Bike club members with guns , drugs and snakes !! Wow , what a surprise. Never seen that before. Must be a slow news day.


----------



## Bluetongue1 (Jun 22, 2014)

The media are determined not to allow the image of keeping snakes as pets to become mainstream and be seen as normal. That is despite the fact that little kids (with parental help) right through to grannies keep pythons. Everday people from all walks of life are snake keepers. Yet the media would have non-keepers believe otherwise through association and innuendo, so they can sell 'news'. 

I'll gurantee some of the bikie houses busted had unregistered or unlicenced dogs, cats or birds. Why do we never see the headline "Police seize guns, parrots and drugs from bikie hangout"?

Blue


----------



## grizz (Jun 22, 2014)

I think we all are aware the illegal fauna trade is rife throughout Australia. The nature of the OMCs activities lends itself to this industry. From my experience, the negative undertones that we read about in forums and on FB groups, are not as extreme as some people imply. I would be conservative I think in saying around 7/10 people I have talked to about my collection or how to deal with unwanted visitors are generally excepting and often quite interested.
I have never been confused for a member of one of these OMCs simply because of my love of herpetofauna.


----------



## borntobnude (Jun 22, 2014)

there is NO mention of the Alpaca , , which was returned to its owner the same day . I think it would take longer to get a Snake back !!
( even if it was chipped )


----------



## -Peter (Jun 22, 2014)

hayden123113 said:


> this will be great for our image.



Are you a drug user or dealer?


----------



## hulloosenator (Jun 22, 2014)

dragonlover1 said:


> I agree ,the media like to beat up things like this,"ooh criminal has snakes,must be illegal"
> don't bother checking facts ,might get in the way of a headline



surely you dont think the media ever check facts ???? stories like this are always done by someone who is against what he/she is writing about. you dont see a liberal supporter bagging Abbott , do you ???
And do you all know why Bikie gangs keep snakes .... and what sort of snakes they keep ???? there is a reason.


----------



## Lawra (Jun 22, 2014)

hulloosenator said:


> And do you all know why Bikie gangs keep snakes .... and what sort of snakes they keep ???? there is a reason.
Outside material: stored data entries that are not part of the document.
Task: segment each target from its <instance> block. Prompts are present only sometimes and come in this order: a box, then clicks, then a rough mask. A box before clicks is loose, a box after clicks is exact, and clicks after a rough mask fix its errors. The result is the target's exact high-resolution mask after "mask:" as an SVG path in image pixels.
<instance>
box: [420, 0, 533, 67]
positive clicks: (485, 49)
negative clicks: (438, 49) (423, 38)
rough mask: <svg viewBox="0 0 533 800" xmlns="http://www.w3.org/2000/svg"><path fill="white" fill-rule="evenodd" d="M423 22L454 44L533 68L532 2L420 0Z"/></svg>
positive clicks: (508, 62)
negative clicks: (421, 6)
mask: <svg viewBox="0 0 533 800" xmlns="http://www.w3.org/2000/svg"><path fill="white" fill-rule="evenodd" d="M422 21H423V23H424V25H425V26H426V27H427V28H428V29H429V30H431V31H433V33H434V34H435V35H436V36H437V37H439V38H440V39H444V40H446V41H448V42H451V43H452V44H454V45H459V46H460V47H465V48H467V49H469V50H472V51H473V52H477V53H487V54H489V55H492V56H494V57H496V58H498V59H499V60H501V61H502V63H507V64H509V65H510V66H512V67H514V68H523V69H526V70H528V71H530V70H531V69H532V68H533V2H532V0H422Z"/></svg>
I'm intrigued... Please tell me! 

Sent from my GT-I9300 using Tapatalk


----------



## moosenoose (Jun 22, 2014)

I'm sure they'll blame the illegal guns on legal gun owners though. Gotta blame someone for societies dregs


----------



## ThePup (Jun 23, 2014)

Yep, it'll look far worse and have a far bigger impact on firearms owners than reptile owners! Doncha know we're all just mass murdurers and bikies in the making?


----------



## ronhalling (Jun 23, 2014)

I had a lot to do with different motorcycle groups back in the early 80's and 90's transporting performance bike parts around OZ for them on the cheap and the 1 thing they all had in common was Snakes and Scorpions, so i don't think the image of regular collectors and fanciers is going to suffer from these arrests, if anything it might show all us licensed people in a more responsible light.  ..............................................Ron


----------



## zulu (Jun 23, 2014)

hulloosenator said:


> surely you dont think the media ever check facts ???? stories like this are always done by someone who is against what he/she is writing about. you dont see a liberal supporter bagging Abbott , do you ???
> And do you all know why Bikie gangs keep snakes .... and what sort of snakes they keep ???? there is a reason.


Please tell us master ,give us a sign !


----------